O rei o cercou sem tocá-lo. 

— Coragem a sua vir ao meu reino. Tudo isso para salvar um demônio inútil. 

— Não fala assim dele. — retrucou, e dessa vez olhou para Lúcifer, mantendo a postura ereta como se não estivesse com medo. 

Realmente parecia não estar. 

— Apaixonado por um demônio. — cantarolou.  — Um demônio inferior. Sem poder algum. — com extrema calma ficou de frente ao menor, segurando-o pelo queixo. — Deveria ter se interessado pelo rei, não acha? 

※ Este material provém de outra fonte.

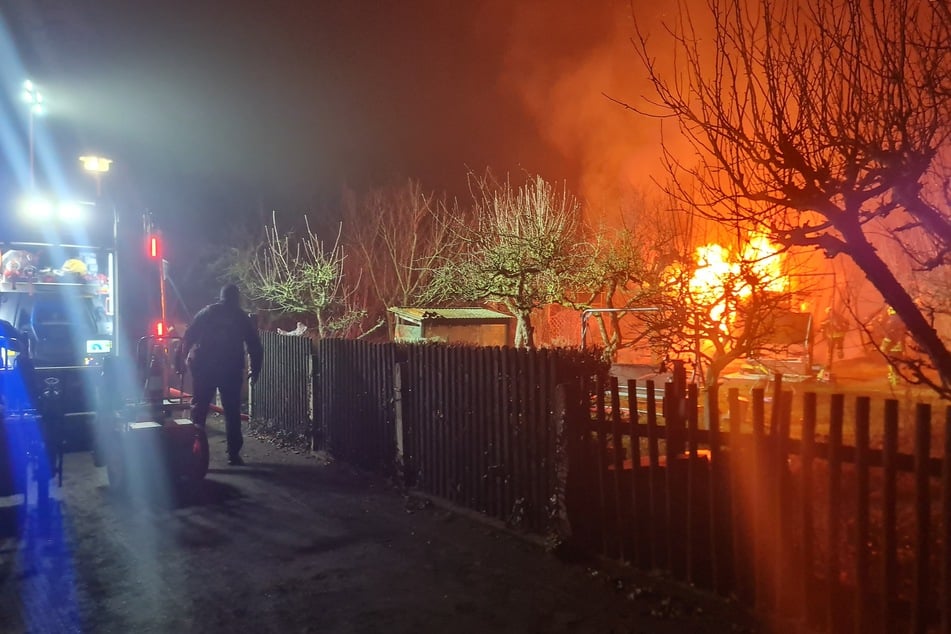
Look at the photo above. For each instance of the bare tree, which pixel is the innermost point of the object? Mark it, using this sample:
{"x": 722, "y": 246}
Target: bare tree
{"x": 627, "y": 266}
{"x": 523, "y": 249}
{"x": 298, "y": 276}
{"x": 394, "y": 237}
{"x": 822, "y": 125}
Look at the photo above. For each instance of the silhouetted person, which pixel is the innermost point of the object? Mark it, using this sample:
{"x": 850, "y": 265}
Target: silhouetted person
{"x": 214, "y": 346}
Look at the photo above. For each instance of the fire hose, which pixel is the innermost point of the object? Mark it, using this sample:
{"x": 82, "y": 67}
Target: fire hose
{"x": 215, "y": 408}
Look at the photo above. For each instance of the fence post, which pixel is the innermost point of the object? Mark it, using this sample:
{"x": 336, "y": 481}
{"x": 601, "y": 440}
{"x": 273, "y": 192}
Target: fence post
{"x": 560, "y": 530}
{"x": 402, "y": 469}
{"x": 921, "y": 582}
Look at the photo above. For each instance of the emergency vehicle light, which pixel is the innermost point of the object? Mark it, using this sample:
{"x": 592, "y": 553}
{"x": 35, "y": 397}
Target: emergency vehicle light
{"x": 154, "y": 247}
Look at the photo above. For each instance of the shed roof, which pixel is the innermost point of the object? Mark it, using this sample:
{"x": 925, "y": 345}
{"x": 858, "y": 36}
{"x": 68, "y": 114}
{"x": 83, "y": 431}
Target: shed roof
{"x": 484, "y": 315}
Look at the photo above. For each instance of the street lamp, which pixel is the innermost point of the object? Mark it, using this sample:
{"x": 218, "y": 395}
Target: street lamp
{"x": 36, "y": 106}
{"x": 97, "y": 166}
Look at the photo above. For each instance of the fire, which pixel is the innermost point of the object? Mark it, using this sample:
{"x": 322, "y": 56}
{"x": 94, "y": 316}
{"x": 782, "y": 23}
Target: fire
{"x": 721, "y": 274}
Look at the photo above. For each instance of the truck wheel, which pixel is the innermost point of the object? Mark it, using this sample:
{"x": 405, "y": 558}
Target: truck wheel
{"x": 199, "y": 454}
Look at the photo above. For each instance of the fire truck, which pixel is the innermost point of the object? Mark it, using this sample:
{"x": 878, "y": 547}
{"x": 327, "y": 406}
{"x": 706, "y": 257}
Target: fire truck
{"x": 58, "y": 294}
{"x": 72, "y": 371}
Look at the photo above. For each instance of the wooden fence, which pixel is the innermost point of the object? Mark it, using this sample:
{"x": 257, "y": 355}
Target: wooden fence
{"x": 471, "y": 425}
{"x": 797, "y": 524}
{"x": 839, "y": 519}
{"x": 282, "y": 399}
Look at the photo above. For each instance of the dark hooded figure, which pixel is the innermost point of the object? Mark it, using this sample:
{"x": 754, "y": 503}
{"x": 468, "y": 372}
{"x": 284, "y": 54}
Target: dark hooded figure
{"x": 214, "y": 346}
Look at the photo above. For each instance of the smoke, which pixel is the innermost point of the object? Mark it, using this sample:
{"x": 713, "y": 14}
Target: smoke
{"x": 575, "y": 73}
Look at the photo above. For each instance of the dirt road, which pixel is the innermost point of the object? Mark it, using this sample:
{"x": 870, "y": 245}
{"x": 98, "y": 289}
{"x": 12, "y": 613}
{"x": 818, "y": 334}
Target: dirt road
{"x": 290, "y": 543}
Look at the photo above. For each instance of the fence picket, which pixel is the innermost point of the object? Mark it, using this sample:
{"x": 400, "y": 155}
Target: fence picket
{"x": 919, "y": 609}
{"x": 743, "y": 516}
{"x": 833, "y": 600}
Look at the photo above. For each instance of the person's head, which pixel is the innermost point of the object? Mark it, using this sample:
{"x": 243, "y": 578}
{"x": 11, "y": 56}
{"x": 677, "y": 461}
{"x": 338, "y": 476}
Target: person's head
{"x": 230, "y": 295}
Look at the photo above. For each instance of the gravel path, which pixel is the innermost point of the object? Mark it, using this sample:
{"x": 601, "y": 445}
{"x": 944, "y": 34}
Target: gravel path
{"x": 294, "y": 543}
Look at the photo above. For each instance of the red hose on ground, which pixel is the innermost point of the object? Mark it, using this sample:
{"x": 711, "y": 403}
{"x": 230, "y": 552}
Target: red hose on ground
{"x": 180, "y": 394}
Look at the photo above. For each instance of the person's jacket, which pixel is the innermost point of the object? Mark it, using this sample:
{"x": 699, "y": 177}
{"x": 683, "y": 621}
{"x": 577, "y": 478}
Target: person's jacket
{"x": 216, "y": 340}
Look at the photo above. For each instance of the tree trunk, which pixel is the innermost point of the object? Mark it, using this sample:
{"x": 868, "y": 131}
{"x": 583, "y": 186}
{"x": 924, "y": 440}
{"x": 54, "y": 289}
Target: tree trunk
{"x": 524, "y": 332}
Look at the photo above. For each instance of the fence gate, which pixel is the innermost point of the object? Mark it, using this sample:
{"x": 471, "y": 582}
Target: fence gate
{"x": 283, "y": 398}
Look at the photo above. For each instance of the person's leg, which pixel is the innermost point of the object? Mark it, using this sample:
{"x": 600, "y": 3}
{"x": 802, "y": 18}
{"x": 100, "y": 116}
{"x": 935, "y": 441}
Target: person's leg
{"x": 230, "y": 389}
{"x": 203, "y": 390}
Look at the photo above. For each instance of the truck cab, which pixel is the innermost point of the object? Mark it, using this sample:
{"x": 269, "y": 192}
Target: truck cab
{"x": 58, "y": 292}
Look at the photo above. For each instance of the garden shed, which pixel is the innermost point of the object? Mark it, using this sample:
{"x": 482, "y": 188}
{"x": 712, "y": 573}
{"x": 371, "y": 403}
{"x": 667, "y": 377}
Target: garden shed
{"x": 480, "y": 326}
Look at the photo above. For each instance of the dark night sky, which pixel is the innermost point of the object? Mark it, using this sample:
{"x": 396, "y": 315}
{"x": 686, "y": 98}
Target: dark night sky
{"x": 219, "y": 108}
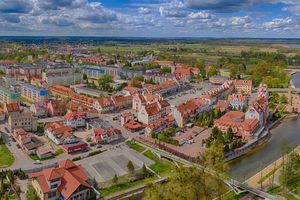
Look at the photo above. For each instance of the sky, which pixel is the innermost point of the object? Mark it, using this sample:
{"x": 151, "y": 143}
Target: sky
{"x": 151, "y": 18}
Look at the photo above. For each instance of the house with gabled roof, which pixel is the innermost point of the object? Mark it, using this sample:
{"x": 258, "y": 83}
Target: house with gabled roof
{"x": 66, "y": 181}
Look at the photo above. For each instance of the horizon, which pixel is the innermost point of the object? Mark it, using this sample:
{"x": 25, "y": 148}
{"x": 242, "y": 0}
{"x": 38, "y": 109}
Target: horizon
{"x": 151, "y": 18}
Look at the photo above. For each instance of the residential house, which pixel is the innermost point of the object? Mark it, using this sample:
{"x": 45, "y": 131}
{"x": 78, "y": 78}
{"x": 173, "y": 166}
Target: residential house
{"x": 104, "y": 105}
{"x": 32, "y": 145}
{"x": 103, "y": 136}
{"x": 39, "y": 109}
{"x": 125, "y": 117}
{"x": 165, "y": 88}
{"x": 61, "y": 91}
{"x": 59, "y": 133}
{"x": 259, "y": 108}
{"x": 11, "y": 108}
{"x": 187, "y": 111}
{"x": 75, "y": 119}
{"x": 121, "y": 102}
{"x": 83, "y": 100}
{"x": 61, "y": 76}
{"x": 138, "y": 100}
{"x": 165, "y": 122}
{"x": 243, "y": 86}
{"x": 154, "y": 111}
{"x": 237, "y": 101}
{"x": 8, "y": 96}
{"x": 22, "y": 119}
{"x": 218, "y": 80}
{"x": 223, "y": 105}
{"x": 34, "y": 94}
{"x": 67, "y": 181}
{"x": 240, "y": 126}
{"x": 185, "y": 74}
{"x": 56, "y": 107}
{"x": 2, "y": 115}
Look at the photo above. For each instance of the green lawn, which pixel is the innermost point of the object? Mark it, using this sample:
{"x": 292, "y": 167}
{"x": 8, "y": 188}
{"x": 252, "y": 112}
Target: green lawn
{"x": 135, "y": 146}
{"x": 160, "y": 166}
{"x": 125, "y": 186}
{"x": 6, "y": 157}
{"x": 35, "y": 157}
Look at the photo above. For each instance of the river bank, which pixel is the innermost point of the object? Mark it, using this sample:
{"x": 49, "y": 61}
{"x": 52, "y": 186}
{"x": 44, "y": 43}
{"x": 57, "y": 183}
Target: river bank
{"x": 283, "y": 134}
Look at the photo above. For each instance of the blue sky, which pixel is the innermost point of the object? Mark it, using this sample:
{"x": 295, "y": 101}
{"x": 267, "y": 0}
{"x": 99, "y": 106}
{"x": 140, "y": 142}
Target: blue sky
{"x": 151, "y": 18}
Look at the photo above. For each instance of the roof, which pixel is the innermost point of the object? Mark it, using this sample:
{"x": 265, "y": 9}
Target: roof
{"x": 13, "y": 107}
{"x": 223, "y": 105}
{"x": 72, "y": 177}
{"x": 58, "y": 128}
{"x": 74, "y": 115}
{"x": 232, "y": 115}
{"x": 238, "y": 83}
{"x": 105, "y": 101}
{"x": 61, "y": 89}
{"x": 8, "y": 61}
{"x": 165, "y": 85}
{"x": 240, "y": 97}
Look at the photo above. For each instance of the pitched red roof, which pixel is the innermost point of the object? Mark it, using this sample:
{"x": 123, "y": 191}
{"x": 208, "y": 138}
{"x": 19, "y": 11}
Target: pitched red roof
{"x": 72, "y": 177}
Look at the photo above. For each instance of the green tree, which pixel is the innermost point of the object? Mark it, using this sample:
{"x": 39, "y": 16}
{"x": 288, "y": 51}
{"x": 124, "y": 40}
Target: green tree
{"x": 166, "y": 70}
{"x": 31, "y": 194}
{"x": 229, "y": 134}
{"x": 144, "y": 170}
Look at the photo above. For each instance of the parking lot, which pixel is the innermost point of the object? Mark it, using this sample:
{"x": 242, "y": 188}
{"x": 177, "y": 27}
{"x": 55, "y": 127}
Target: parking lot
{"x": 113, "y": 161}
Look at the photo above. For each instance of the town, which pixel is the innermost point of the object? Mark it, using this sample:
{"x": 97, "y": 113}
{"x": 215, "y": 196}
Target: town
{"x": 81, "y": 124}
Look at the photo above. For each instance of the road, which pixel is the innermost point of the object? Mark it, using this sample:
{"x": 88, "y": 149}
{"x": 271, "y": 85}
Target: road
{"x": 25, "y": 162}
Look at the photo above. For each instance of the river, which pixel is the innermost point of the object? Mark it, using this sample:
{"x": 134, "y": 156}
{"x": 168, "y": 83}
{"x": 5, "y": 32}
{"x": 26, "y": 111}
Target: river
{"x": 287, "y": 133}
{"x": 296, "y": 80}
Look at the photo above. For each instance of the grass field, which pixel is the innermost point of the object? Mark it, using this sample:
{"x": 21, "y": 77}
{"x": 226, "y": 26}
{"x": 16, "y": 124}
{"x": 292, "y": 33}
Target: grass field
{"x": 161, "y": 167}
{"x": 6, "y": 158}
{"x": 125, "y": 186}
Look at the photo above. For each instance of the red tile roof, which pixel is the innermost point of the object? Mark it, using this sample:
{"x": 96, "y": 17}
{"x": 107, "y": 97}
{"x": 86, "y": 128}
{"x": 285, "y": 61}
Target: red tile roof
{"x": 72, "y": 177}
{"x": 12, "y": 107}
{"x": 74, "y": 115}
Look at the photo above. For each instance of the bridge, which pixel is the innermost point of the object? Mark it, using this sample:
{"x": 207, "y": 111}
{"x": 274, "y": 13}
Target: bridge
{"x": 235, "y": 185}
{"x": 292, "y": 70}
{"x": 284, "y": 90}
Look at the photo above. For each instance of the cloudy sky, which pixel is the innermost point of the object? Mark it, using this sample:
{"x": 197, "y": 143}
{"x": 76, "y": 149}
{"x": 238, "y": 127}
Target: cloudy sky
{"x": 151, "y": 18}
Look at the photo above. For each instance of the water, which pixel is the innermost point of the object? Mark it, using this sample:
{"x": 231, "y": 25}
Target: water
{"x": 287, "y": 133}
{"x": 296, "y": 80}
{"x": 294, "y": 47}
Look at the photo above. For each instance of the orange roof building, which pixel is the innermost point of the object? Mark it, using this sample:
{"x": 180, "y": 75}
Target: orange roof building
{"x": 236, "y": 120}
{"x": 60, "y": 90}
{"x": 67, "y": 181}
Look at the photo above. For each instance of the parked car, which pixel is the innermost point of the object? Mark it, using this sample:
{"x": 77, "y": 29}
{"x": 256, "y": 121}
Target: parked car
{"x": 115, "y": 118}
{"x": 37, "y": 162}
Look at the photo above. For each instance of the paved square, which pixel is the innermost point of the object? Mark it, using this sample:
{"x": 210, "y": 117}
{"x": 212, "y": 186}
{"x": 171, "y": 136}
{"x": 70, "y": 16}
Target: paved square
{"x": 104, "y": 166}
{"x": 122, "y": 161}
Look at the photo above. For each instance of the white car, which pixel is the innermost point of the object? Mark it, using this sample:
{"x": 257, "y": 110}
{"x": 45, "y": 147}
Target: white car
{"x": 37, "y": 162}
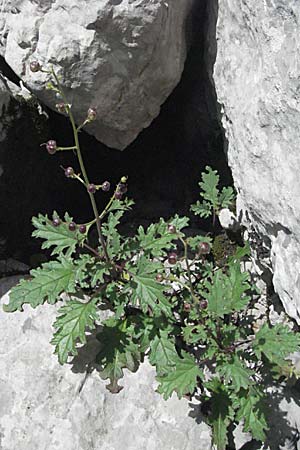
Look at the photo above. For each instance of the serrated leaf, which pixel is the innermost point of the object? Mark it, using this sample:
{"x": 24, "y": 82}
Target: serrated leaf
{"x": 163, "y": 353}
{"x": 72, "y": 322}
{"x": 60, "y": 237}
{"x": 236, "y": 373}
{"x": 182, "y": 379}
{"x": 118, "y": 352}
{"x": 98, "y": 271}
{"x": 251, "y": 413}
{"x": 47, "y": 283}
{"x": 275, "y": 343}
{"x": 147, "y": 292}
{"x": 227, "y": 292}
{"x": 202, "y": 209}
{"x": 193, "y": 334}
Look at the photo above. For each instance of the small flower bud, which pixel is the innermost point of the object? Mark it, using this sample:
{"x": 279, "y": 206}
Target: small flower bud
{"x": 51, "y": 147}
{"x": 61, "y": 107}
{"x": 82, "y": 229}
{"x": 72, "y": 226}
{"x": 204, "y": 248}
{"x": 35, "y": 66}
{"x": 159, "y": 277}
{"x": 172, "y": 258}
{"x": 187, "y": 306}
{"x": 118, "y": 195}
{"x": 91, "y": 188}
{"x": 69, "y": 172}
{"x": 203, "y": 304}
{"x": 105, "y": 186}
{"x": 92, "y": 114}
{"x": 122, "y": 188}
{"x": 172, "y": 229}
{"x": 56, "y": 222}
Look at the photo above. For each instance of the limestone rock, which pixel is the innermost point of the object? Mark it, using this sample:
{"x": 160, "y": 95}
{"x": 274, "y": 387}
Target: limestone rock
{"x": 47, "y": 406}
{"x": 123, "y": 57}
{"x": 257, "y": 75}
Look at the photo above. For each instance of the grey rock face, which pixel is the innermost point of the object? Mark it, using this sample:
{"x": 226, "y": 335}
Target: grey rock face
{"x": 123, "y": 57}
{"x": 45, "y": 406}
{"x": 257, "y": 77}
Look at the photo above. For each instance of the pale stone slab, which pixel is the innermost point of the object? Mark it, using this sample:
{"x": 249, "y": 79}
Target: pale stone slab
{"x": 45, "y": 406}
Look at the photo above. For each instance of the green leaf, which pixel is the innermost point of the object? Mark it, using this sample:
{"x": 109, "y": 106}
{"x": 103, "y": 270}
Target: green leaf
{"x": 193, "y": 334}
{"x": 118, "y": 352}
{"x": 163, "y": 353}
{"x": 182, "y": 380}
{"x": 60, "y": 237}
{"x": 71, "y": 324}
{"x": 98, "y": 271}
{"x": 250, "y": 411}
{"x": 240, "y": 253}
{"x": 227, "y": 293}
{"x": 147, "y": 292}
{"x": 202, "y": 209}
{"x": 275, "y": 343}
{"x": 236, "y": 373}
{"x": 47, "y": 283}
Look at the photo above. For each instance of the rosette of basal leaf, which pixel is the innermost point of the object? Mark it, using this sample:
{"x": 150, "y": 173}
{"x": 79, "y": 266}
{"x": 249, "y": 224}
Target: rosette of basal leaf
{"x": 46, "y": 283}
{"x": 163, "y": 353}
{"x": 63, "y": 240}
{"x": 213, "y": 199}
{"x": 71, "y": 325}
{"x": 118, "y": 352}
{"x": 147, "y": 292}
{"x": 182, "y": 379}
{"x": 227, "y": 293}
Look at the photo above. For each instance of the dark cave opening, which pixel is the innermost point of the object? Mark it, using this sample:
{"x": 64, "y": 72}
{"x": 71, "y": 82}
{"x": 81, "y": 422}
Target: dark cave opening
{"x": 163, "y": 164}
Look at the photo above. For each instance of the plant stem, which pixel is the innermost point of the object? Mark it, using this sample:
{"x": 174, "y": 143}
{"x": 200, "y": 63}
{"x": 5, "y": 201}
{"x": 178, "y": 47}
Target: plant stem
{"x": 188, "y": 269}
{"x": 82, "y": 167}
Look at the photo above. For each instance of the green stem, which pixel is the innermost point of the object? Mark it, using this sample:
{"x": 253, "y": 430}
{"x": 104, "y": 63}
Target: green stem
{"x": 188, "y": 269}
{"x": 82, "y": 167}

— Afaste-se de mim. — ordenou. 

— Parece que seremos apenas nós. — estalou os dedos. 

Todo o cenário mudou. 

Não estavam dentro daquela câmara, e sim em um salão, onde o trono estava sobre o altar, o piso adamantino polido e pilastras se espalhando em pontos estratégicos para sustentar a estrutura. 

Era semelhante a um tempo, ou uma igreja antiga. 

— Onde estamos? — a energia o sugava gradativamente, deixando-o levemente cansado. 

— Em meu castelo. 

— Porque? 

— Para que ninguém ouse entrar diretamente aqui e salvá-lo. — alargou o riso. — Me fará companhia até o meu filho vir bancar o herói. 

— Não mesmo. Vou sair daqui, sozinho. 

A gargalhada do demônio assustou o garoto, era alta, alta demais para sua audição tão frágil. 

— Boa sorte! Sei que seus poderes não surgem tão facilmente, visto que seu corpo ainda se mantém na humana. É livre para tentar, os demônios sentem seu cheiro e clamam por você. 

Vá em frente, tente e falhe miseravelmente. 

Jimin ponderou tentar, a despeito do lugar em que está e do tanto que conheceu ao frequentar igreja e conhecer a palavra, optou por desistir, encarou Lúcifer em seu trono. 

— Desistiu? — indagou. 

— Por enquanto. — retrucou. — Porque não me tira daqui? 

— Acha mesmo que eu faria isso?

— O que quer de mim? Além do óbvio? 

— Não lhe interessa. 

O platinado revirou os olhos e conteve o grito ao ver um servo aproximar-se do trono. 

— Leve essa criatura para um dos aposentos e o mantenha lá. Ninguém toca nele até eu dizer o contrário. — ordenou, já farto. — Vamos ver em quanto tempo seu corpo irá bloquear seu poder, sei que está desorientado, e isso não é só o que irá sentir aqui. — avisou. 

— Sim, meu senhor. — o servo o arrastou pelo braço, sem dar-lhe chance de fazer perguntas sobre o que ele havia dito. 

Jimin não compreendeu quando passaram por um corredor enorme, sentido a outro estreito demais com apenas uma porta de ferro ao fundo, semelhante a uma solitária, e ali ele foi jogado sem cuidado algum. 

— Ficará aqui, criatura nojenta. — o demônio resmunga, batendo a porta e trancando em seguida. 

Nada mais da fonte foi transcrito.